With roots and connections to every niche of business journalism, covering personal finance should be the biggest beat in the business, a panel of top journalists in the field said Friday morning.
But a misunderstood lack of variation in subject matter — on the surface — makes it seem repetitive and less relevant than other beats, they said.
“If you cover personal finance, you know there’s only about 14 stories out there,” said Liz Weston, a syndicated columnist on the topic. “We just keep changing the anecdotes.”
The panelists, moderated by MSN Money’s managing editor Marty Wolk, spoke Friday morning about the intricacies of the beat, why it interests them and why it’s important to the reader. The panel was at the annual Society of American Business Editors and Writers conference, being held Friday and Saturday at Arizona State University.
Interest in personal finance stories has been increasing, Wolk said, particularly as baby boomers near retirement age and realize that they’ll need to figure out how to pay health care costs and living expenses without a working income.
He said the task beat writers face is covering every scheme out there that separates people from their money.

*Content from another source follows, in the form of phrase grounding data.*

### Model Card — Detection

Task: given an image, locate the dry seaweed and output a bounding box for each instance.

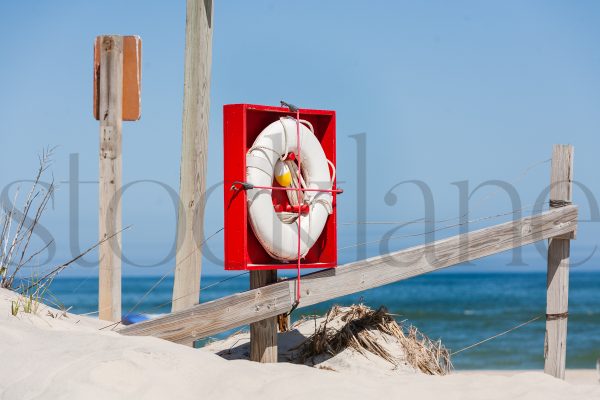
[293,304,452,375]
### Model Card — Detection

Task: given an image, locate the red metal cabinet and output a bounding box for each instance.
[223,104,337,270]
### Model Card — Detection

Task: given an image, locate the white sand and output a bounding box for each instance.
[204,312,422,376]
[1,288,598,400]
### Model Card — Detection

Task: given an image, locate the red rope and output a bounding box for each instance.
[295,110,302,303]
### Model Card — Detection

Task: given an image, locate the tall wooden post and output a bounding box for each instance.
[98,36,123,322]
[172,0,214,312]
[544,144,574,379]
[250,270,278,362]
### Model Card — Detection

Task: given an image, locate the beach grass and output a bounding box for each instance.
[0,149,103,317]
[1,148,55,291]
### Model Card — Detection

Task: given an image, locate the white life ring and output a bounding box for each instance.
[246,117,333,261]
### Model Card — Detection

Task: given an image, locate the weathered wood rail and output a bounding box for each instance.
[120,204,578,346]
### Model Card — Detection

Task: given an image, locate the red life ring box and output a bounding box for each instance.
[223,103,338,271]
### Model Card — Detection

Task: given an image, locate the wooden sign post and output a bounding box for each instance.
[94,35,141,321]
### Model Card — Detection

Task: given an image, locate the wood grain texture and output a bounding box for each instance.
[250,270,278,362]
[121,276,293,346]
[98,35,123,322]
[172,0,214,312]
[544,144,573,379]
[296,205,578,308]
[120,205,577,344]
[93,36,141,121]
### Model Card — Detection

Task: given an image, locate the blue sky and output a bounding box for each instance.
[1,1,599,276]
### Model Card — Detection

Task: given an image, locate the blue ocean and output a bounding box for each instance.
[45,271,599,370]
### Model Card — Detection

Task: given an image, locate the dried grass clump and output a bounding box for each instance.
[294,304,452,375]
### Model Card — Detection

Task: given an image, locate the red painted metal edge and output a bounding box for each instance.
[223,104,337,271]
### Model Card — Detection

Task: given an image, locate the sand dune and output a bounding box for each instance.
[1,288,598,400]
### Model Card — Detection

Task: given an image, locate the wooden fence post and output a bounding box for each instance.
[172,0,214,312]
[250,270,278,362]
[98,35,123,322]
[544,144,574,379]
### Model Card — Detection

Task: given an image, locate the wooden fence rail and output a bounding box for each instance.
[120,204,578,346]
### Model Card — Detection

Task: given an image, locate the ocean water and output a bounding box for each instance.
[43,271,600,370]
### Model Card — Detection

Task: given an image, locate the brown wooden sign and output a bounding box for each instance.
[93,35,141,121]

“You need to define it more broadly,” he said. “You need to think about all the different ways that people spend their money, invest their money, and have their money at risk, even without really knowing it.”
CBS News writer and syndicated personal finance columnist Kathy Kristof said stories come from understanding and showing how broader policy changes and larger events affect individual readers.
“Each of us has a different story to tell,” she said, using the Affordable Care Act as an example of something that’s simultaneously helping some people and hurting others.
“The same event can affect your readers in a number of different ways, so if you know that, and you can dig into it, and you can know your beat so well that you can take that spectrum and explain how and why and what they can do about it… That, to me, is what personal finance is really all about.”
Cassella is a UNC-Chapel Hill business journalism student attending the SABEW conference on a Talking Biz News scholarship.